Легче всего юноше было бы ответить правду, что никаких похождений у него не было, но ему было стыдно признаться в таком своем изъяне, страшно дать язвительному соседу повод для новых насмешек, и этот стыд и страх удержали его от казавшегося позорным признания и заставили напустить на себя таинственность, чтобы можно было вообразить, будто он умалчивает о невесть каких распутных шалостях.
— О моих похождениях? — ответил он, краснея и жеманясь. — О моих похождениях рассказывать не стоит…
Брамбилла пристально смотрел на него, приподнявшись на локте.
— Не валяйте дурака! — взорвался он наконец. — Какое еще похождения? Если что и было, так с кормилицей, когда вы еще в пеленках лежали… новорожденным… Нет уж, извините… С такой-то физиономией, как у вас, с такой физиономией!
— Что же, — неуверенно возражал Джироламо, — по-вашему, только у вас и могут быть связи с женщинами?
— Да я этого и не говорю, — ответил сосед. — Вот Йозеф, например. Уверен, что женщин у него было больше, чем у меня. Ведь правда, Йозеф? Расскажите-ка ему сами, чего требуется некоторым пациенткам. — Брамбилла подмигивал брату милосердия и тот смеялся то ли от смущения, то ли по своей неотесанности. — Но только не у вас! Йозеф — он человек дельный, а вы что?
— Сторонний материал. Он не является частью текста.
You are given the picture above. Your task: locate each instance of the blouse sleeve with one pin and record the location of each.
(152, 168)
И вы, с вашей физиономией, беретесь утверждать, что у вас были связи с женщинами? Курам на смех! Скажите-ка вы, Йозеф, какие там связи могли быть у синьора Джироламо!
Брат милосердия, который, несмотря на подначку Брамбиллы, покуда не переступал границ осторожной иронии, на этот раз не устоял перед искушением:
— Вы забыли, синьор Брамбилла, что синьор Джироламо покорил сердце синьорины Полли.
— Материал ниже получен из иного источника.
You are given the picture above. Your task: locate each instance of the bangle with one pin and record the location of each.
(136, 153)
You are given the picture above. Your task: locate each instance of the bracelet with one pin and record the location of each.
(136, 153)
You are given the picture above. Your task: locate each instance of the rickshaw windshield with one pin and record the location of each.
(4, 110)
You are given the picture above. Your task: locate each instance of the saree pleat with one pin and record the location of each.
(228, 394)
Синьорина Полли — это был для Брамбиллы излюбленный повод к насмешкам. Полли, так звали маленькую англичанку лет четырнадцати, с больным позвоночником; она лежала в отделении первого разряда, где у каждого была отдельная палата. Джироламо познакомился с нею благодаря ее матери, которая, желая чем-нибудь занять дочку, сочла его и по возрасту, и по происхождению самым подходящим товарищем для маленькой больной. Возможностей развлечься в санатории было так мало, что Джироламо в конце концов, несмотря на разницу в возрасте, стал находить вкус в этих посещениях и с нетерпением ждал назначенных для встречи дней. Выбраться не без труда из палаты, преодолеть, пусть и в кровати, всю длину темных коридоров, спуститься в нижний этаж на приятно-не-торопливом, нерешительном лифте, торжественно въехать в чужую палату, много просторнее его собственной, где все вещи: цветы в вазах, фотокарточки, книги, обои, даже свет — благодаря своей новизне и непривычности казались ему незаслуженно праздничными, — все это было для Джироламо, хотя он себе в том и не признавался, таким же острым наслаждением, как для заключенного первые шаги за пределы его камеры. Однако с того момента, как появился Брамбилла, все изменилось. Довольно было немногих насмешек, немногих фраз вроде такой: «Сегодня синьор Джироламо отправляется вниз, в детский сад», — чтобы положить конец этому невинному удовольствию. Джироламо стал стыдиться этой дружбы; игры с Полли, полудетская болтовня с ней уже не доставляли ему удовольствия, и если он не прекратил своих посещений, то лишь из уважения к матери девочки.